Professor earns Innovation Award

Notre Dame engineering professor Gary Bernstein was recently awarded the first-ever Master of Innovation Award from the Indiana Economic Development Corporation and Forbes, Inc. for his development of quilt packaging technology.

Bernstein, who works as the Frank Freimenn professor of electrical engineering and associate director of the Center for Nanoscience and Technology at Notre Dame, said he and his colleagues began developing quilt packaging technology in 2001 by working with integrated circuits, small computer chips that facilitate the function of cell phones, refrigerators and countless other devices that use electronics.

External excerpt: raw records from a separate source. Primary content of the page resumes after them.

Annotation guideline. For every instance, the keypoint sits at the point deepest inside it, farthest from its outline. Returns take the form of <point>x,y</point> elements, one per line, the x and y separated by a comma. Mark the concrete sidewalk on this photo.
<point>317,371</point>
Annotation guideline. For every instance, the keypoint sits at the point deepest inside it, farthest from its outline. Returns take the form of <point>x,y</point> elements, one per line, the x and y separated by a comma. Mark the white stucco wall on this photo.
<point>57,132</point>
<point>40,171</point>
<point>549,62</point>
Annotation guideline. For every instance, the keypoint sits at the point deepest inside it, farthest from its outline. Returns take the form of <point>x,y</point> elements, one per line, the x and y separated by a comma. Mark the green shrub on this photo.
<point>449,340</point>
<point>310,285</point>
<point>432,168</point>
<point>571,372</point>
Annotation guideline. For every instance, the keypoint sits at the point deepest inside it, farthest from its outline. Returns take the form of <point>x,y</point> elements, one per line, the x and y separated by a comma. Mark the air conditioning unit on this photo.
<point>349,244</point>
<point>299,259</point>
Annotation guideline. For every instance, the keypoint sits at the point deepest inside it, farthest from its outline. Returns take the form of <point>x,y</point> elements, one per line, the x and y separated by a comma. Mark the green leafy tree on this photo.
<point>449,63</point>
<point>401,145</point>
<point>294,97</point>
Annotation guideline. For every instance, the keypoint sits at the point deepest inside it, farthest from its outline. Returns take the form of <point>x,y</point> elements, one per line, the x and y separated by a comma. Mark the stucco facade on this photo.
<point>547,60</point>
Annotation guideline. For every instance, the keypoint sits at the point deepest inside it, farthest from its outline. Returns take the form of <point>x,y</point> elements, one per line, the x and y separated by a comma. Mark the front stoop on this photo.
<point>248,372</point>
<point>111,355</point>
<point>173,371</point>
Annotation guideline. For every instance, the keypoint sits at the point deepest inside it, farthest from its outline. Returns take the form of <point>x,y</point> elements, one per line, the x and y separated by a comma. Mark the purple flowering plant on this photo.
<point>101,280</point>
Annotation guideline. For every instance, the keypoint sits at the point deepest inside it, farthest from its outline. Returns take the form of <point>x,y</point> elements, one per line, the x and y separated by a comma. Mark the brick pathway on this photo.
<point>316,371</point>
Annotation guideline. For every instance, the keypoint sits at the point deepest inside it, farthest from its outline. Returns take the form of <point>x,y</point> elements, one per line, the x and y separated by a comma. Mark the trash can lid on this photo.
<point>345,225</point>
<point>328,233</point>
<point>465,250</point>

“It would be as if you wanted one cell phone to talk to another cell phone so you had a link between them, but you knew that link was slow,” Bernstein said. “So that information would go between those two things slower than you’d like them to.”

Bernstein said he noticed the paths through which integrated circuits send electrical signals was less than ideal and responded by developing quilt packaging, which he said eliminates the space between integrated circuits and thus rapidly hastens the pace at which circuits can communicate with each other.

“Myself, together with my colleagues, came up with this new idea that I call ‘quilt packaging,’ because it’s like a quilt,” Bernstein said. “We want to take the chips in the packages, get rid of the packages, push them next to each other and put little tiny pieces of metal that stitch them together at their edges. Then you can form an array or quilt of multiple chips that communicate with each other much better because they don’t have to go out of the package and into another package.

“That’s not done. It’s just not done. It’s a new concept. There are elements of it that are done but not in the way that I’ve described it.”

According to the Notre Dame press release, Bernstein received the award at the “Forbes Reinventing America: The Innovation Summit” in Indianapolis on Nov. 13. Indiana Secretary of Commerce Victor Smith presented him with the award before Bernstein went on to make his speech.

Quilt packaging technology is currently in the process of being commercialized by Innovation Park at Notre Dame, with the University owning the rights, according to the press release. Four patents have already been issued, with a fifth in the works, while the technology is being licensed and incorporated.

“It [was] incorporated in 2009, so it’s actually five years old,” Bernstein said. “We’re doing quite well, getting a lot of traction and have working relationships with several major companies. We just sold our first commercial license for a product that will come out in the next couple years.

“It takes a while to develop new integrated circuits, so the fact that a product is licensed and should be coming out in a couple years is really exciting.”